La demanderesse invoque, à l'appui de son pourvoi, deux moyens de cassation.
Le dossier a été communiqué au procureur général.
Sur le rapport de Mme Laplume, conseiller référendaire, les observations de la SCP Thouvenin, Coudray et Grévy, avocat de Mme [T], de la SARL Boré, Salve de Bruneton et Mégret, avocat de la société Helpline, après débats en l'audience publique du 12 avril 2023 où étaient présentes Mme Capitaine, conseiller doyen faisant fonction de président, Mme Laplume, conseiller référendaire rapporteur, Mme Van Ruymbeke, conseiller, et Mme Aubac, greffier de chambre,
la chambre sociale de la Cour de cassation, composée des président et conseillers précités, après en avoir délibéré conformément à la loi, a rendu le présent arrêt.
Faits et procédure
1. Selon l'arrêt attaqué (Versailles, 9 juin 2021), Mme [T] a été engagée selon contrat de qualification le 27 mars 2000, puis par contrat du 28 octobre 2000, en qualité de technicien support, par la société Helpline. Le 1er novembre 2001, elle a été promue dans l'emploi de coordinateur technique, statut cadre.

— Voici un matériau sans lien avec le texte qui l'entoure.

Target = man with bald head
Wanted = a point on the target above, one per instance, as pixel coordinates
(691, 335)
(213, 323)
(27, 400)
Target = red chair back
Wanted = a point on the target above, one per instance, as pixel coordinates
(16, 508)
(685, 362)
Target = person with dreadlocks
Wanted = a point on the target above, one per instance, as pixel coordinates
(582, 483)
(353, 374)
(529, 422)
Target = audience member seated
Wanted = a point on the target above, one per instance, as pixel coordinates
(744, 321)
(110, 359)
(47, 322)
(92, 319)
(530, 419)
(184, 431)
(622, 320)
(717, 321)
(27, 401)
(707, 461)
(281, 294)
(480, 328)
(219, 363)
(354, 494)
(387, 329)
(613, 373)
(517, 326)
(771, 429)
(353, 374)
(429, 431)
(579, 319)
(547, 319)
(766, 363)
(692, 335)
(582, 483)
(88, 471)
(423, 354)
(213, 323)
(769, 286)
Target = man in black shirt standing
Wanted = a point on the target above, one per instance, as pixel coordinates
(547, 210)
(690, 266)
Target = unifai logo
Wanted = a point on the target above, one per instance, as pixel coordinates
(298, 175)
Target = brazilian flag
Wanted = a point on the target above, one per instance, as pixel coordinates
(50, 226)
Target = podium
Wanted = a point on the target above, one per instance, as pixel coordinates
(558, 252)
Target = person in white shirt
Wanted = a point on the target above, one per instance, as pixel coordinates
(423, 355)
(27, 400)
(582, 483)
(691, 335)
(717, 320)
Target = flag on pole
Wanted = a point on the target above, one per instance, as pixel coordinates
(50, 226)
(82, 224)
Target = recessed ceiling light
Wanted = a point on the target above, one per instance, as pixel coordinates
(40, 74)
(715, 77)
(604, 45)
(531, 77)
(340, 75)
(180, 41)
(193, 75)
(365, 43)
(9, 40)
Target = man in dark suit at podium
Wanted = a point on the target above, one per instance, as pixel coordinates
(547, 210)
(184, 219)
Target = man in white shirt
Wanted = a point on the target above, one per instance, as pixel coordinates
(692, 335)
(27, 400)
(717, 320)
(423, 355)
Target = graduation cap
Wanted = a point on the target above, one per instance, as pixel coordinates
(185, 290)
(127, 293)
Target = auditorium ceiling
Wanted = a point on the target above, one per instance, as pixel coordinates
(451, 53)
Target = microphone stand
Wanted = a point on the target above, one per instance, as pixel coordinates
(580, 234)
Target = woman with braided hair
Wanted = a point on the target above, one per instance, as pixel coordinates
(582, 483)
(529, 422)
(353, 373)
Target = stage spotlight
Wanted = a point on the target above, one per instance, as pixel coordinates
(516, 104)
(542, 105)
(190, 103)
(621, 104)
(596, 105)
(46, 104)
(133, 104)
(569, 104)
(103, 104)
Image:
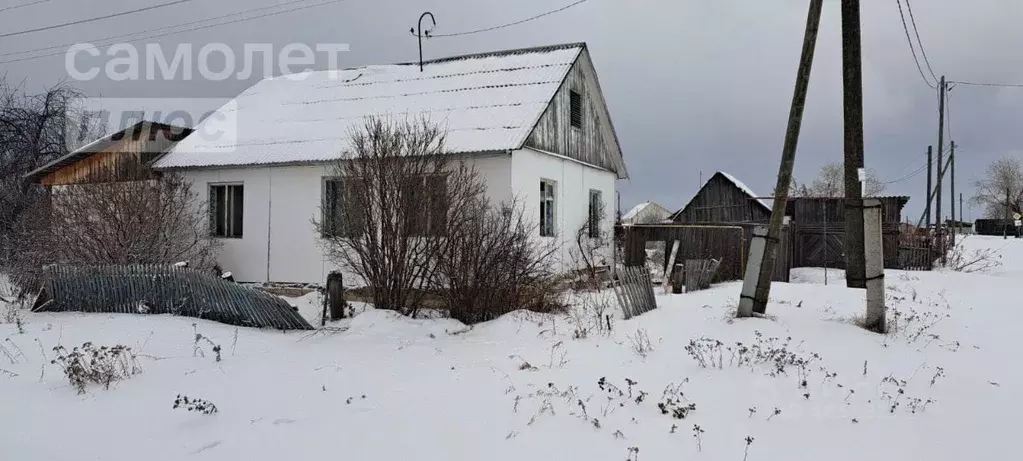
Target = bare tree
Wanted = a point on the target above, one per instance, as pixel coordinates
(831, 183)
(35, 129)
(387, 214)
(1004, 175)
(492, 265)
(156, 221)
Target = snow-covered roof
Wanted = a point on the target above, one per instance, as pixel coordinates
(487, 102)
(744, 187)
(635, 211)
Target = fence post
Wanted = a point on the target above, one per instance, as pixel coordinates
(336, 294)
(874, 252)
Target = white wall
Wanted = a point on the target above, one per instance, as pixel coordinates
(573, 182)
(279, 242)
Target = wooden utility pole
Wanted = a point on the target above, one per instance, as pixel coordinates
(951, 189)
(929, 186)
(941, 165)
(760, 266)
(852, 96)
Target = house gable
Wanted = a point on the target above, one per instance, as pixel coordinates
(721, 199)
(594, 141)
(125, 155)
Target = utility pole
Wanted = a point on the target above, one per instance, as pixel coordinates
(760, 266)
(951, 187)
(929, 187)
(852, 96)
(1005, 227)
(941, 166)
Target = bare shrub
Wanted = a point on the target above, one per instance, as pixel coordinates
(35, 129)
(102, 365)
(492, 265)
(640, 342)
(387, 213)
(194, 405)
(592, 314)
(148, 221)
(981, 260)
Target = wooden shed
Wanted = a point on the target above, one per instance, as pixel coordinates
(125, 155)
(716, 223)
(723, 199)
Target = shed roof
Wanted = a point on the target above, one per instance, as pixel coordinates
(731, 179)
(104, 142)
(486, 101)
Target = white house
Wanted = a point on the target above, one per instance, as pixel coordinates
(533, 122)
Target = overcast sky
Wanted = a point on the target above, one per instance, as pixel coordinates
(692, 85)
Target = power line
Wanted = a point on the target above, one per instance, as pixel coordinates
(121, 36)
(907, 176)
(201, 28)
(508, 25)
(23, 5)
(999, 85)
(912, 48)
(93, 19)
(920, 43)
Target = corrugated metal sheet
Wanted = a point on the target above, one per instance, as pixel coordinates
(164, 289)
(487, 102)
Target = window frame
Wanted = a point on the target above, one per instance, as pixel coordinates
(337, 225)
(548, 208)
(228, 214)
(576, 97)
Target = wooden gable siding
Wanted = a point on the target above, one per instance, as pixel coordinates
(594, 143)
(124, 159)
(721, 201)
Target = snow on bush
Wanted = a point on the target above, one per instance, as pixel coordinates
(102, 365)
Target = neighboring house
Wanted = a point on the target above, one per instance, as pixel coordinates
(646, 213)
(532, 121)
(723, 199)
(125, 155)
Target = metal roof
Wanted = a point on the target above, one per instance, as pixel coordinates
(486, 101)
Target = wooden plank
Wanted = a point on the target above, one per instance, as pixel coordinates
(669, 267)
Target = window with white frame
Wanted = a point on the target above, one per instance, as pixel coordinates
(595, 210)
(226, 206)
(547, 208)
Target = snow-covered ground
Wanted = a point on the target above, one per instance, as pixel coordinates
(395, 388)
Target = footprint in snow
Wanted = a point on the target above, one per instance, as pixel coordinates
(207, 447)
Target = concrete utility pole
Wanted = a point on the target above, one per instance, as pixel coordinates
(760, 266)
(941, 165)
(875, 320)
(852, 95)
(951, 187)
(930, 187)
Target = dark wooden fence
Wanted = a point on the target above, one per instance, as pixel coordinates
(818, 245)
(918, 252)
(994, 227)
(729, 243)
(163, 289)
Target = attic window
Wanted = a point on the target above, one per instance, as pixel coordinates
(575, 102)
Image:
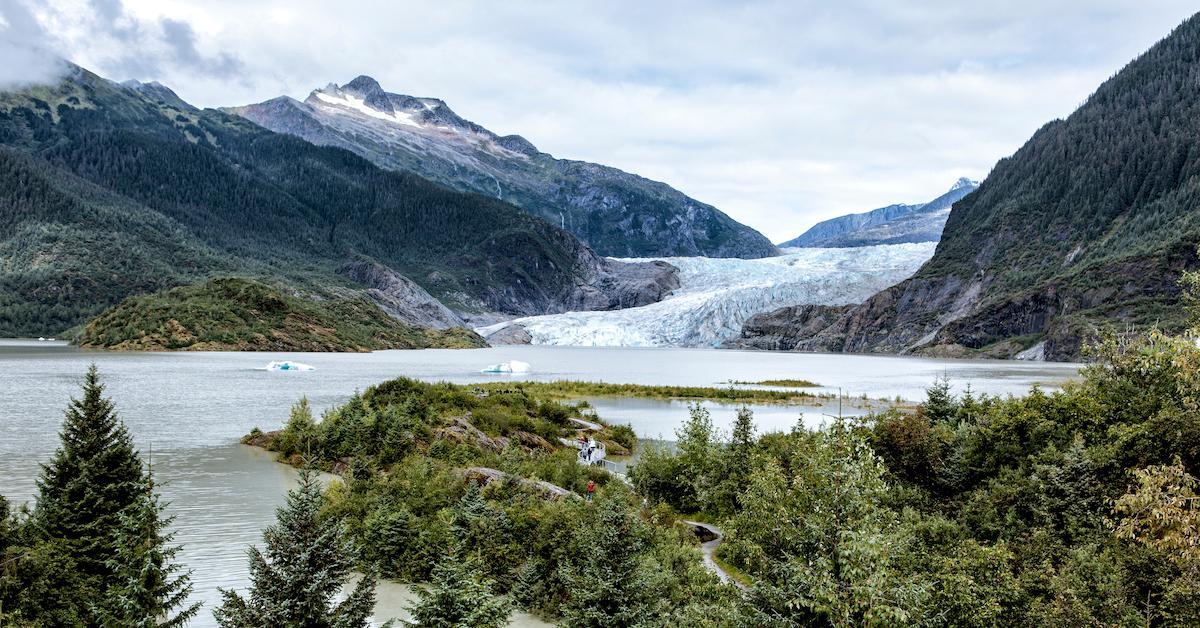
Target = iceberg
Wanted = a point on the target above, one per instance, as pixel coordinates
(718, 295)
(507, 368)
(286, 365)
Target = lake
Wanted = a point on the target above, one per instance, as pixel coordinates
(191, 408)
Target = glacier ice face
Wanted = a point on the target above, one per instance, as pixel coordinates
(717, 295)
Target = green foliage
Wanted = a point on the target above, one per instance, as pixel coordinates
(607, 578)
(571, 389)
(623, 435)
(460, 594)
(939, 405)
(305, 564)
(109, 195)
(147, 588)
(95, 550)
(1091, 222)
(94, 477)
(396, 418)
(969, 510)
(245, 315)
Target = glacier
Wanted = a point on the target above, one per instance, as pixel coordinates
(717, 295)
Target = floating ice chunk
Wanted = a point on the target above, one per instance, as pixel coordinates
(287, 365)
(515, 366)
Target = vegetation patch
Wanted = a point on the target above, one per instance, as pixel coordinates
(565, 389)
(245, 315)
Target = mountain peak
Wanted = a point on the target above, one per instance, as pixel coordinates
(372, 95)
(964, 183)
(157, 93)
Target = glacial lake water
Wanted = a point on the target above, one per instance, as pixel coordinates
(191, 408)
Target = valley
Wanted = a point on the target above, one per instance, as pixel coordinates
(717, 297)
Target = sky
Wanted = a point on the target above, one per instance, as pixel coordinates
(779, 113)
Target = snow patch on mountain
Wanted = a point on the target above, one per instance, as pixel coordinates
(360, 106)
(718, 295)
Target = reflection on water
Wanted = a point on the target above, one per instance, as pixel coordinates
(191, 408)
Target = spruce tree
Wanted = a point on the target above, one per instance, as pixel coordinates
(460, 594)
(147, 587)
(939, 404)
(94, 477)
(306, 562)
(609, 582)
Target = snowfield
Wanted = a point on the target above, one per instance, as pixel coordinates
(718, 295)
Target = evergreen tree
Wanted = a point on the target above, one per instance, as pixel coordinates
(145, 586)
(696, 442)
(94, 477)
(460, 594)
(737, 461)
(306, 563)
(609, 582)
(390, 537)
(939, 402)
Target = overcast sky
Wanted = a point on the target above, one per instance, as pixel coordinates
(779, 113)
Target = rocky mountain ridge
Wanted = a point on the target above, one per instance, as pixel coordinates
(899, 223)
(109, 191)
(618, 214)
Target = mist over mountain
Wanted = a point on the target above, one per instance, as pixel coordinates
(113, 190)
(899, 223)
(1089, 225)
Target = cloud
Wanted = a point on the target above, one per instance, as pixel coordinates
(181, 40)
(23, 48)
(106, 36)
(779, 112)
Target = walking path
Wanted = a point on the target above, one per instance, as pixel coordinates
(708, 549)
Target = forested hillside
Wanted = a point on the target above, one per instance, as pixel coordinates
(1089, 223)
(617, 213)
(109, 193)
(241, 315)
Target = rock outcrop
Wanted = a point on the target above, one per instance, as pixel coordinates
(1089, 225)
(617, 213)
(899, 223)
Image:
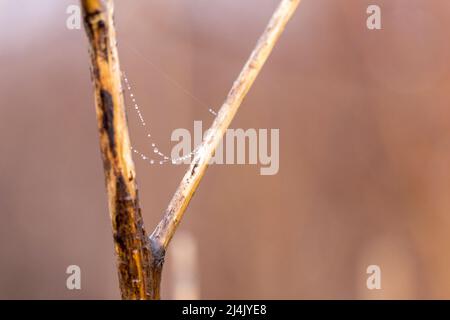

2. La salariée a été placée en congé maternité du 16 mars au 18 juillet 2012.
3. Le 22 mars 2013, elle a pris acte de la rupture du contrat de travail aux torts de l'employeur.
Examen des moyens
Sur le premier moyen
Enoncé du moyen
4. La salariée fait grief à l'arrêt de fixer sa moyenne mensuelle annuelle de salaire à la somme de 2 596,38 euros, de la débouter de ses demandes de rappel de salaire et de dommages-intérêts au titre de l'inégalité de traitement, de limiter à certaines sommes l'indemnité de préavis et l'indemnité de congés payés afférents, de constater que la prise d'acte de la rupture du contrat de travail n'est pas aux torts de l'employeur, de juger que la rupture du contrat de travail s'analyse en une démission, et de la débouter de ses demandes subséquentes à titre d'indemnité pour licenciement nul, d'indemnité conventionnelle de licenciement et de dommages-intérêts pour violation du statut protecteur, alors « que la seule différence de diplôme et d'expérience acquise auprès de précédents employeurs ne permet de justifier une différence de rémunération entre des salariés qui exercent les mêmes fonctions qu'au moment de l'embauche et pour autant qu'il est démontré par des justifications, dont il appartient au juge de contrôler la réalité et la pertinence, que la possession d'un diplôme spécifique et d'une expérience antérieure atteste de connaissances particulières utiles à l'exercice de la fonction occupée ; qu'il résulte des énonciations de l'arrêt attaqué que Mme [T] et le salarié auquel elle se comparait, M. [X], ont été embauchés en qualité de technicien support à quelques semaines d'intervalle, puis promus au même moment le 1er novembre 2001 à l'emploi de coordinateur technique avec la même classification et le même salaire, et que M. [X] a bénéficié, à partir du 1er janvier 2002, de plusieurs augmentations portant sa rémunération mensuelle à la somme de 2 600 euros en 2009 quand l'exposante percevait à la même date un salaire mensuel de 2 350euros ; qu'en jugeant cette disparité salariale justifiée par l'expérience et les diplômes acquis par M. [X] antérieurement à son embauche et a fortiori au 1er novembre 2001, date de la promotion des deux salariés aux mêmes fonctions, correspondant à un salaire et une qualification identiques, la cour d'appel a violé le principe d'égalité de traitement. »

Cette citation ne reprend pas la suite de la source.